Stigma
Back to back trainings have taken a toll on me. No doubt it was physically tiring I cannot but smile at the pure fact of both mental and spiritual satisfaction. The spirit is willing but the flesh speaks otherwise. O how I struggle to stay afloat the weary body that seeks every possible minute of rest.
I do ponder, if I am almost weak in my mental strength or is it just mere fatigue setting in after an average of 7hrs training daily. It was a good 5 schools within a span of 2 weeks and hundreds of students to recount moments.
Every class has a story to tell. Every student has a dream to pursue. Every school has a culture to embrace. Yet, the sad truth of being in the last class more than often sinks deep into the hearts of youths who undeniably receive those peircing words from both peers and educators. I vividly recall my days as a secondary student as those words "lousy" & "please la, stop your nonsense" clearly echo in my mind still.
Can you just take a quick moment to imagine the tedious process of enduring this stigmism students struggle to live with daily? Having said all that, that process can happen both in school, and at home. Just take another quick glance at the amount of 'repair' needed for these youths to grow into fine young men and women, each embracing their destiny and fighting to make a difference in their own 'habitat'.
I am amazed at how fear, disappointed and doubts can quickly cloud the minds & hearts of people.
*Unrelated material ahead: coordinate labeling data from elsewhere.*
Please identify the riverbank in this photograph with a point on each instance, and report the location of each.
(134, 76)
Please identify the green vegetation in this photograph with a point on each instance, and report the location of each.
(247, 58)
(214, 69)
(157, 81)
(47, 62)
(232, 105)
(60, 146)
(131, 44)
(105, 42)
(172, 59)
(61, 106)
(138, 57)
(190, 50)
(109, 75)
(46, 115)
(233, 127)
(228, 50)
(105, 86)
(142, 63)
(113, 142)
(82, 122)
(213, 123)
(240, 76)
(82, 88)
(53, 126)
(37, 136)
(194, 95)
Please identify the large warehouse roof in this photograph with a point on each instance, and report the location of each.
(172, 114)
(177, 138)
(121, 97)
Fear is learnt. Disappointed experienced. Doubts stem from the roots of fear. As a Trainer, I can only do this much. I provide you with the knowledge and hand you the keys to unlock those prison doors. I carry you through a journey of self discovery and understanding of both feeling and thoughts. I push you towards turning those knobs. Yet, it is not within my ability (neither is it right of me) to force you make that decision of change. Man can never manipulate that outcome, should it remain true and lasting.
O where shall I begin??
I feel troubled yet excited. Knowing full well the extend of Hope that can replace hopelessness in their hearts yet I can't explicitly declare what I should. Some of them said the session sounded like a 'cell group', some asked if I'm a Christian. One even asked if I'm from a particular mega church just because I sounded charismatic.
Ah yes, now I see some light. Now I see my role. Now I recollect the days of youth and how I looked up to others in my lives.
Abba, it's so exciting to journey on this given job with You. More MORE MORE!